Hidden Costs of Endocrine Therapy for Black Breast Cancer Survivors: A Qualitative Examination of Patient and Provider Experiences.

Abstract

Background: Non-adherence to endocrine therapy (ET) remains an unsolved clinical issue that decreases rates of survival. Non-white race and socioeconomic status have been associated with ET non-adherence, but the reasons for these disparities are unclear. Addressing this issue effectively requires the characterization of the contributing factors to these inequities. This qualitative study aims to explore the influence of race and socioeconomic status on ET adherence through the perspectives of Black breast cancer survivors (BCS) and oncology providers.
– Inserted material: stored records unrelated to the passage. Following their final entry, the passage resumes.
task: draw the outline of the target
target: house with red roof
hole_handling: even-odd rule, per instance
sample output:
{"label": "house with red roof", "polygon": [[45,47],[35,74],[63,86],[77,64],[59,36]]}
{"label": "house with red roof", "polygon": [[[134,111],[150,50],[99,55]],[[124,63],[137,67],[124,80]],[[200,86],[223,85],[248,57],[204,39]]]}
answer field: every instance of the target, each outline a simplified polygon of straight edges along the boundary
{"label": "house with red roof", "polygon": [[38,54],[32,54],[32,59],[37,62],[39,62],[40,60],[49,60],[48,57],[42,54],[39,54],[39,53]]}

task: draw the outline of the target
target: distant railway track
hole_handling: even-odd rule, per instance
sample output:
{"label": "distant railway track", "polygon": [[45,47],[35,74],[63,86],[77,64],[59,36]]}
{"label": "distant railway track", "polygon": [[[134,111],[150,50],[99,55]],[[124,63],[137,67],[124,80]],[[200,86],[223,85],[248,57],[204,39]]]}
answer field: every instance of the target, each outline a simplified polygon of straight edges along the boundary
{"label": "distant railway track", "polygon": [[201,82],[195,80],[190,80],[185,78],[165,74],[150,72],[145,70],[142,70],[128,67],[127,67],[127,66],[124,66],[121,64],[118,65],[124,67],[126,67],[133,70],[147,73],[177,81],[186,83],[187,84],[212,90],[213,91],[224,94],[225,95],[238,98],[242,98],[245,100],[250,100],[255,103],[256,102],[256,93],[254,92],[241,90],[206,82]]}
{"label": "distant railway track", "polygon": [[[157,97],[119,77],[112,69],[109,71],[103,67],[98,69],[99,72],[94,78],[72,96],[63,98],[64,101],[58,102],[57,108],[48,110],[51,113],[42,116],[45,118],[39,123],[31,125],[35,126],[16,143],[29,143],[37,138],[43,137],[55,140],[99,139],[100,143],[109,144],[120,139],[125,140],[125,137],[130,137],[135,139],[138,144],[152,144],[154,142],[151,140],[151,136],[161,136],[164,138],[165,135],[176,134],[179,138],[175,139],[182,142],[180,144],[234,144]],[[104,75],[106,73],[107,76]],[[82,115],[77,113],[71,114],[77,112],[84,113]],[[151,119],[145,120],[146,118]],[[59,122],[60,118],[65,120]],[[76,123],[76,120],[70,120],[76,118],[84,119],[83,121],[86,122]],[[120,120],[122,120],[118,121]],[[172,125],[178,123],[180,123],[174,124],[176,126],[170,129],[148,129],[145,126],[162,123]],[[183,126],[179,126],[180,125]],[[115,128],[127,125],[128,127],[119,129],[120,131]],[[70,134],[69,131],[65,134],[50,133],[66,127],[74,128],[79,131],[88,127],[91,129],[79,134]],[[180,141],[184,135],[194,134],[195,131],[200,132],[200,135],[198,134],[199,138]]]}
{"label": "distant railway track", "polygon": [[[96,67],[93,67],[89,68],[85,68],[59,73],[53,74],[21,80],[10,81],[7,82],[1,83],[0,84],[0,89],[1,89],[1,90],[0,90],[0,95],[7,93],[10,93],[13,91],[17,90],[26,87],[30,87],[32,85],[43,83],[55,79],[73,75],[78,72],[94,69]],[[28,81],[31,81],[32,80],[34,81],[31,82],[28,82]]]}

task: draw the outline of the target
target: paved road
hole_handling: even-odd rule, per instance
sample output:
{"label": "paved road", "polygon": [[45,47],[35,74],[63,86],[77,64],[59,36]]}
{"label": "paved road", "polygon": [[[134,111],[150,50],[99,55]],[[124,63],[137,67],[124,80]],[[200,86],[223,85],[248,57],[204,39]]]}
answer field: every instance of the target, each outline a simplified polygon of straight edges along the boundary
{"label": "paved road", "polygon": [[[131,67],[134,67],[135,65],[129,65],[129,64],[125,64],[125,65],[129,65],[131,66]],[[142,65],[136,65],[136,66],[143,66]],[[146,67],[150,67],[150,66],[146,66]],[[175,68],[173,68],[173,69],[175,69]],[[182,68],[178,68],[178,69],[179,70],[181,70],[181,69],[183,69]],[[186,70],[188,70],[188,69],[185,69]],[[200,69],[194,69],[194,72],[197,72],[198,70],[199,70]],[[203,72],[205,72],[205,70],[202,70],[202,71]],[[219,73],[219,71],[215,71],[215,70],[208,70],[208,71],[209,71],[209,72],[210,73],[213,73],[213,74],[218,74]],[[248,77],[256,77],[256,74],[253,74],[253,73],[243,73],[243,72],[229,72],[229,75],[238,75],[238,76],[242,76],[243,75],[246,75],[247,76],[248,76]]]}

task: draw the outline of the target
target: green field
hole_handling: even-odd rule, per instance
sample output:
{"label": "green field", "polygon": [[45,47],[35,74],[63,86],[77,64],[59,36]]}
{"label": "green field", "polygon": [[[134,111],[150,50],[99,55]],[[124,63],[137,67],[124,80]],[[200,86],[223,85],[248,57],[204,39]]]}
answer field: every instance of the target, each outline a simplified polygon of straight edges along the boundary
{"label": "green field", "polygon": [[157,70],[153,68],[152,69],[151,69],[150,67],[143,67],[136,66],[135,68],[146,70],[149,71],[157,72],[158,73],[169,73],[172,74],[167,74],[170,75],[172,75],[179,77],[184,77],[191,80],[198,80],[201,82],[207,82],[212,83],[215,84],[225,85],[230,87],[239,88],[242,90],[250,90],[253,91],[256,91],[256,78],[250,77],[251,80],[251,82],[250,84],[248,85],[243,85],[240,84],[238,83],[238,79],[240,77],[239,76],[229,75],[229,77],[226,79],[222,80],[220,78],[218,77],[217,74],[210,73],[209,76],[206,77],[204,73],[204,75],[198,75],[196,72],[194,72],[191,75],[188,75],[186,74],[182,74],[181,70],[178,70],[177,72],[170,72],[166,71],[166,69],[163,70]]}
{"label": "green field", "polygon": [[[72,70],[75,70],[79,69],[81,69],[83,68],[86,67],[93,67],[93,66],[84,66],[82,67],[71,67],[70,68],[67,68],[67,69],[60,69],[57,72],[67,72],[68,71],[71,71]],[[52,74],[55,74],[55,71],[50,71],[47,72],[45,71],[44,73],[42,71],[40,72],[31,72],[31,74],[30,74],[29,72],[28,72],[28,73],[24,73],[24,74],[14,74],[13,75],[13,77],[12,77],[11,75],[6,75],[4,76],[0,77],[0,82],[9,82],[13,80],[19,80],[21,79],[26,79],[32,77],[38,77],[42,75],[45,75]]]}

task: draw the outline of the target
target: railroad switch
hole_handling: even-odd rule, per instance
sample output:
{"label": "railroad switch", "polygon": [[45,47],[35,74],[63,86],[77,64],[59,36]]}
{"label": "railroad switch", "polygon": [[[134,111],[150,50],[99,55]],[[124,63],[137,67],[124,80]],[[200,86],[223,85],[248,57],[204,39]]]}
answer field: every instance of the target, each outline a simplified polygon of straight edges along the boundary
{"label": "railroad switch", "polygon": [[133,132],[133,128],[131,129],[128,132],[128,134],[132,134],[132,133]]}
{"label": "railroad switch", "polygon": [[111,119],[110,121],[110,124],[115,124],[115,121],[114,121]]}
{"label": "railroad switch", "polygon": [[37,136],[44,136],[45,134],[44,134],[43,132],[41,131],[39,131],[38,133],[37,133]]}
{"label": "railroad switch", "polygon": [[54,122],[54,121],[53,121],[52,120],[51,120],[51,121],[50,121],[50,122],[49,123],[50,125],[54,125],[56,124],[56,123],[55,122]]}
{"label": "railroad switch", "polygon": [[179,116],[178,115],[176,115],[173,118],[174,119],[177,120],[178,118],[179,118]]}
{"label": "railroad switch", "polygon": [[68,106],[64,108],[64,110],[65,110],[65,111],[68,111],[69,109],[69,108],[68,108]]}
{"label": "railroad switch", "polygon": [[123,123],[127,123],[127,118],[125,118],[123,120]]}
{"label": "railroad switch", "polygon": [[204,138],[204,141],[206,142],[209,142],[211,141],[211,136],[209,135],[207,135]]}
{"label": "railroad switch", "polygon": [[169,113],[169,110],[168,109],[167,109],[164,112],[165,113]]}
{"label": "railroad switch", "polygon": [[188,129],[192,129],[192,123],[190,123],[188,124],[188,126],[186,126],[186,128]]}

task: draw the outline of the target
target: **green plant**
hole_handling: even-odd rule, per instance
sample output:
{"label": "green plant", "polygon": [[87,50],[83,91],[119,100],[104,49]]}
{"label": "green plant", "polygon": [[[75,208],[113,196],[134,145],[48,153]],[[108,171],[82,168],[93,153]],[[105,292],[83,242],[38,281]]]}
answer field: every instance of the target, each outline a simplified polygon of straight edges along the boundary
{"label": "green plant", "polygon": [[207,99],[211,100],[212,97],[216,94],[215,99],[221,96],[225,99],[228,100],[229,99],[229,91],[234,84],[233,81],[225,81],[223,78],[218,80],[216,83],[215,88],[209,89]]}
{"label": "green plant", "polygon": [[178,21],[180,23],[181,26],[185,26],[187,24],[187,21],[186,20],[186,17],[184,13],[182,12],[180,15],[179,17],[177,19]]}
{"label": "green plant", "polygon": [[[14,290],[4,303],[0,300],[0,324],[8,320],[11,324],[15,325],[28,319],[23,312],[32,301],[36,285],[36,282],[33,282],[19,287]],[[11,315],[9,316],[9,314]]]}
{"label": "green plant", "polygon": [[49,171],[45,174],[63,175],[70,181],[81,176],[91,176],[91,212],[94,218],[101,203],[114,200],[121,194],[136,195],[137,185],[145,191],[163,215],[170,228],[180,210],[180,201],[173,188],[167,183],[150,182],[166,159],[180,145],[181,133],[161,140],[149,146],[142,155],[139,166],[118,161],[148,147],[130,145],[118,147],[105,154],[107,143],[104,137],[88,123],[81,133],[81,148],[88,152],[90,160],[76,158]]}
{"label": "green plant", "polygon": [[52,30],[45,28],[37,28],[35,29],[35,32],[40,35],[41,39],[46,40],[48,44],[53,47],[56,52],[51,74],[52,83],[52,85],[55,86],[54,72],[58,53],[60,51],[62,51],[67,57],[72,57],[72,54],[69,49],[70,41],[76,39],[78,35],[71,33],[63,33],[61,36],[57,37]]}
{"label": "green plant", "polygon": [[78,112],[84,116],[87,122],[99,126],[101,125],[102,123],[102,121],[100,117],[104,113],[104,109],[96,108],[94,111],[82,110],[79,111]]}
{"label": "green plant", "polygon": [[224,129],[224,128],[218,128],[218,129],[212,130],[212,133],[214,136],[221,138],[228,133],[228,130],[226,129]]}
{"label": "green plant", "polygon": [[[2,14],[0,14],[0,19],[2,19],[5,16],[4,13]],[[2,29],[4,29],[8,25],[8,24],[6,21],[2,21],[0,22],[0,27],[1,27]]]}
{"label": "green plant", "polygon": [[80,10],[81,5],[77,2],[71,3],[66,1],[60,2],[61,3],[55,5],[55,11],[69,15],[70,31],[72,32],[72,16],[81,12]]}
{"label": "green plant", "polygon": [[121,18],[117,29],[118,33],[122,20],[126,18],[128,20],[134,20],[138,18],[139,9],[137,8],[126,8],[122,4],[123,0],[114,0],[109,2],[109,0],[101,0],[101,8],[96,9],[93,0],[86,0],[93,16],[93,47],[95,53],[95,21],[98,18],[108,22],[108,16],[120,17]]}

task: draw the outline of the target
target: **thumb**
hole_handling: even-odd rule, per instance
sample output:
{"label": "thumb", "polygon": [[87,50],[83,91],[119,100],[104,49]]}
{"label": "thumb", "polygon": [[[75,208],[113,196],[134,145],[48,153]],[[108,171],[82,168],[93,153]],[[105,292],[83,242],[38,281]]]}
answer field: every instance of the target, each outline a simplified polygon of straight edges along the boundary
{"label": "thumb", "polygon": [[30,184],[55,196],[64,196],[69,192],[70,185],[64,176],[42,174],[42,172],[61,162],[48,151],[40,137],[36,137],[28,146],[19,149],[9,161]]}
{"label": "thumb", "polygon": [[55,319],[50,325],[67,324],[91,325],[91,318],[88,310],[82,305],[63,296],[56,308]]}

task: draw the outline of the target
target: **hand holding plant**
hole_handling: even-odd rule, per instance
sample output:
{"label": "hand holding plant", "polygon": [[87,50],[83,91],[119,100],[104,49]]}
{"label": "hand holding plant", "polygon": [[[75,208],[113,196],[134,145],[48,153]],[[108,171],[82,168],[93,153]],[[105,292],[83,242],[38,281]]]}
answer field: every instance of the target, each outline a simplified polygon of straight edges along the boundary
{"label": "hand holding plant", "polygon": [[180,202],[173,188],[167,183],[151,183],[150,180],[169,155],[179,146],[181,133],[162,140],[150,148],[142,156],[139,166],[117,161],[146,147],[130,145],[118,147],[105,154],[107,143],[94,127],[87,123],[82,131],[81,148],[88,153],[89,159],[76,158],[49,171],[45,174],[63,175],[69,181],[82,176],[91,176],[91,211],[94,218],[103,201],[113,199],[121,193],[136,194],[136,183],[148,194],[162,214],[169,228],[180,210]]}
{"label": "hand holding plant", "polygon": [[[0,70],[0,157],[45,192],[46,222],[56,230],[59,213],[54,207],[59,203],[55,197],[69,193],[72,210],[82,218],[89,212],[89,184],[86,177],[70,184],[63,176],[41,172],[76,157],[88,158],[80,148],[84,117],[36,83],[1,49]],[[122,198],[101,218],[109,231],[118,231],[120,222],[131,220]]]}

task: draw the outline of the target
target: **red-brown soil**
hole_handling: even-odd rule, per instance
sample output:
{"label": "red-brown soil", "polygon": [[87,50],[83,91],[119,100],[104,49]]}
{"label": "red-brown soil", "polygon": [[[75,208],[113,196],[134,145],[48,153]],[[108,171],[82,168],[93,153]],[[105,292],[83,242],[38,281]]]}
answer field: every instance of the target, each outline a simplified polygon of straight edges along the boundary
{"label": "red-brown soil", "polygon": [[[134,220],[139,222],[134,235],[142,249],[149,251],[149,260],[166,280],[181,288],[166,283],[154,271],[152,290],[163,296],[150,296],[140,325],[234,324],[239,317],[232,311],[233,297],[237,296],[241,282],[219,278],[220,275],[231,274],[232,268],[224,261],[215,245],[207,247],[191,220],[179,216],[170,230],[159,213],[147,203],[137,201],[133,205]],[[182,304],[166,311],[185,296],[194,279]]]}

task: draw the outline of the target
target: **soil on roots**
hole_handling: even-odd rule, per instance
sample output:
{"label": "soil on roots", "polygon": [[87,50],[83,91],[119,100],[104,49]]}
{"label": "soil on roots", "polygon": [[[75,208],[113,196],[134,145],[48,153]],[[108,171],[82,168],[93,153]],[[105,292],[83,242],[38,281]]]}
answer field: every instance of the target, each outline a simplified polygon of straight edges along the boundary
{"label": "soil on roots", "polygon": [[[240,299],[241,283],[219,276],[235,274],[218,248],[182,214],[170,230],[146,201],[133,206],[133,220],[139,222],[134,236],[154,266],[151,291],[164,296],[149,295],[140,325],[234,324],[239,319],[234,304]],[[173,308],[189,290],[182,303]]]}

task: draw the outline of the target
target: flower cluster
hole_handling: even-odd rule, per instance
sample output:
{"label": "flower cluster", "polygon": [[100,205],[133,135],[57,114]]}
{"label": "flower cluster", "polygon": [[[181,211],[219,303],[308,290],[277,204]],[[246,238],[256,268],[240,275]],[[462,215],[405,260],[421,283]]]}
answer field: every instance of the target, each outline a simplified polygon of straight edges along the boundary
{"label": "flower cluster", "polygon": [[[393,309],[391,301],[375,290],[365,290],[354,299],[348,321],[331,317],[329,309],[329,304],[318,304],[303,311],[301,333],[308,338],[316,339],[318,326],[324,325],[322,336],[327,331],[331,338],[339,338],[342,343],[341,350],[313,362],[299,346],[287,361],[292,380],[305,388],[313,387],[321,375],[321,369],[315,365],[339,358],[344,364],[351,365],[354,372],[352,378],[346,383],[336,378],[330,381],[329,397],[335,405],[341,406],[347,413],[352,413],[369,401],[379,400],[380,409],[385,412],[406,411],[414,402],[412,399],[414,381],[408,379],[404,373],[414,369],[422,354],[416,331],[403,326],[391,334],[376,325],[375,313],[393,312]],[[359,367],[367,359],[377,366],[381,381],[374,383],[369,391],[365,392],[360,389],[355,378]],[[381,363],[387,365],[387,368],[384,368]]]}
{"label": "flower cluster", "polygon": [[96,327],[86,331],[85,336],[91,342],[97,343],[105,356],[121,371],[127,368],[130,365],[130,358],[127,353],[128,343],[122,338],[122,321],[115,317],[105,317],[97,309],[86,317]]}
Methods: We conducted individual semi-structured interviews with 24 Black BCS and 9 providers at a single cancer center.

Results: BCS had a median age of 55 years (IQR = 17 years). About 1/4 had ≤high school diploma (26.1%) and 37.7% completed ≥college education. About 1/3 of BCS had annual household incomes of ≤$40,000 (30.4%), $40,000 to $100,000 (34.8%), or ≥$100,000 (34.8%). Forty-three percent of BCS had private insurance; 39.1% were insured through Medicaid, Medicare, or the federal healthcare exchange; 13% were uninsured. Five qualitative themes emerged from both patients and providers: (1) Limited access to initial and continued care; (2) patient discomfort, distrust, and fear of discrimination; (3) cost of ET can be a barrier to adherence; (4) costs of managing symptoms can be a barrier to adherence; and (5) time toxicity - time and effort needed to coordinate symptom management.

Conclusions: In addition to cost of ET medications, we identified additional financial and time toxicity related to side-effect management. Black BCS face a myriad of costs which can potentially impact ET adherence.